Well, naturally anybody will wish to see their maw under such circumstances, but Big Jule’s maw lives over on West Forty-ninth Street near Eleventh Avenue, and who is living in the very same block but Johnny Brannigan, the strong-arm copper, and it is a hundred to one if Big Jule goes nosing around his old neighborhood, Johnny Brannigan will hear of it, and if there is one guy Johnny Brannigan does not care for, it is Big Jule, although they are kids together.
But it seems that even when they are kids they have very little use for each other, and after they grow up and Johnny gets on the strong-arm squad, he never misses a chance to push Big Jule around, and sometimes trying to boff Big Jule with his blackjack, and it is well known to one and all that before Big Jule leaves town the last time, he takes a punch at Johnny Brannigan, and Johnny swears he will never rest until he puts Big Jule where he belongs, although where Big Jule belongs, Johnny does not say.
So I speak of Johnny living in the same block with Big Jule’s maw to Big Jule, but it only makes him mad.
“I am not afraid of Johnny Brannigan,” he says. “In fact,” he says, “I am thinking for some time lately that maybe I will clip Johnny Brannigan good while I am here.
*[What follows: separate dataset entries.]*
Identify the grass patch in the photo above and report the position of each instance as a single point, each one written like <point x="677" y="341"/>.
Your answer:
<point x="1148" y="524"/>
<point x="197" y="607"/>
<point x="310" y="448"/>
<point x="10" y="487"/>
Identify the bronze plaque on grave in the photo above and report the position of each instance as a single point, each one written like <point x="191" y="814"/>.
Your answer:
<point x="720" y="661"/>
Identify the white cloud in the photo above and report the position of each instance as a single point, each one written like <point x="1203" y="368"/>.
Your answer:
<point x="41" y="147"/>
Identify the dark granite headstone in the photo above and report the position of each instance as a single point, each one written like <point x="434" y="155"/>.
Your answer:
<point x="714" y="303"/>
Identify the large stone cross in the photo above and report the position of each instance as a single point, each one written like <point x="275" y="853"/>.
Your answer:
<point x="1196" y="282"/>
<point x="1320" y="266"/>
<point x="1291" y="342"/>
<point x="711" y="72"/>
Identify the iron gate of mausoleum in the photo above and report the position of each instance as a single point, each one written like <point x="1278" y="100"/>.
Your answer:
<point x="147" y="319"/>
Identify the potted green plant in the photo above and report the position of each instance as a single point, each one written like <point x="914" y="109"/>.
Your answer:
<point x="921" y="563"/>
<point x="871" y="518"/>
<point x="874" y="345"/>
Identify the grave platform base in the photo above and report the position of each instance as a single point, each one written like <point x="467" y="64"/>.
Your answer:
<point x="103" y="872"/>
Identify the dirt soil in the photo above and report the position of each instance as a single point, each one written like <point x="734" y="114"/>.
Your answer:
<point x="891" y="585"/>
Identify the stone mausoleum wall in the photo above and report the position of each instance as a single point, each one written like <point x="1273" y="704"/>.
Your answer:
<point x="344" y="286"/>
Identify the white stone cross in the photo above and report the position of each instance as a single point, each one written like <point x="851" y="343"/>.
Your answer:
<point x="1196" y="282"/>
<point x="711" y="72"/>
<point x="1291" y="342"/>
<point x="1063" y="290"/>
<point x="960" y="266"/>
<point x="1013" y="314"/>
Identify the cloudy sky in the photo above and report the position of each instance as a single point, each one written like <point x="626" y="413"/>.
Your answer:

I owe Johnny Br
annigan a clipping. But I wish to see my maw first, and then I will go around and see Miss Kitty Clancy. I guess maybe she will be much surprised to see me, and no doubt very glad.”
Well, I figure it is a sure thing Miss Kitty Clancy will be surprised to see Big Jule, but I am not so sure about her being glad, because very often when a guy is away from a doll for a year or more, no matter how ever-loving she may be, she may get to thinking of someone else, for this is the way dolls are, whether they live on Eleventh Avenue or over on Park. Still, I remember hearing that this Miss Kitty Clancy once thinks very well of Big Jule, although her old man, Jack Clancy, who runs a speakeasy, always claims it is a big knock to the Clancy family to have such a character as Big Jule hanging around.
“I often think of Miss Kitty Clancy the past year or so,” Big Jule says, as he sits there by the window, watching the circus wagons, and the crowds. “I especially think of her the past few months. In fact,” he says, “thinking of Miss Kitty Clancy is about all I have to do where I am at, which is in an old warehouse on the Bay of Fundy outside of a town that is called St. John’s, or some such, up in Canada, and thinking of Miss Kitty Clancy all this time, I find out I love her very much indeed.
“I go to this warehouse,” Big Jule says, “after somebody takes a jewelry store in the town, and the coppers start in blaming me. This warehouse is not such a place as I will choose myself if I am doing the choosing, because it is an old fur warehouse, and full of strange smells, but in the excitement around the jewelry store, somebody puts a slug in my hip, and Leon Pierre carries me to the old warehouse, and there I am until I get well.
“It is very lonesome,” Big Jule says. “In fact, you will be surprised how lonesome it is, and it is very, very cold, and all I have for company is a lot of rats. Personally, I never care for rats under any circumstances because they carry disease germs, and are apt to bite a guy when he is asleep, if they are hungry, which is what these rats try to do to me.